Sunday, 14 March 2010

Installation art

Front Cover of book

Børre Sæthre, My private sky, unit1/trauma white, 2001

Ron Haselden
Maid of the Mist, 1994
Projecting fire and clouds


Mischa Kuball, Believe/Disbelieve 1999
Mirror ball and blurring the boundary.

Exchange and Interaction
Ingvil H. Aarbakke, Rikke Luther, Jon Sørvin and Cecilia Wendt
N55, Hygiene System Extended, Polyethylene tanks and fluorescent light 15 cubes 1998

Time and Narrative
Do-Ho Suh, Seoul Home 1999
Silk and metal armateurs

The definition of Installation art ‘describes an artistic genre of site-specific, three-dimensional works designed to transform the perception of a space.’ (Dictionary). Many art installations are meant to exist for a short period, some can also be permanent. Artwork installations are normally placed in a gallery or Museum or exhibition places. Installation art has wide topics because there are a variety of materials used to make, build, and design with. New media such as video, audio, performance and internet is the way forward in attracting big audiences because it is very interactive.
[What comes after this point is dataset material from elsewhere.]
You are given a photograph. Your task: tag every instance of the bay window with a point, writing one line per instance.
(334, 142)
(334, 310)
From the book (installation art in the new millennium 2003). I have explored the three themes, showing different examples of installation art.
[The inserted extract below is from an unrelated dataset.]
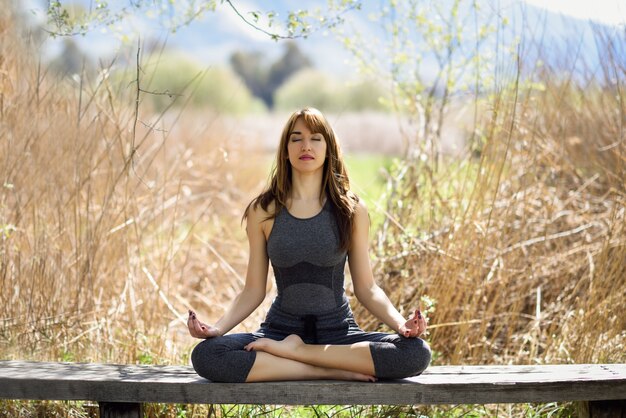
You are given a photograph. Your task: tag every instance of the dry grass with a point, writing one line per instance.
(522, 245)
(107, 235)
First theme is escape through installation provides ‘desire for sensual pleasure’. Maybe it is because you are taken away from the real world. ‘The location of the installation is in the realm of the imaginary, stimulated by the need for escape.’ This quote expresses my opinion.

The second theme is exchange and interaction. By artist exchanging and collaborating ideas this gives opportunity to combine specialists area of designing. ‘Installation is thus seen as moving beyond the physical boundary of a single space into a realm of negotiated interactivity and simultaneity.’

The third theme is time and narrative. Some artists like to use memory as their trigger to create meaningful art works. ‘Though borrowing from existing methodologies, installation artists prefer to construct their own spaces of memory’. Using the past as a form of inspiration is very important because it gives us the chance to learn something new out of it.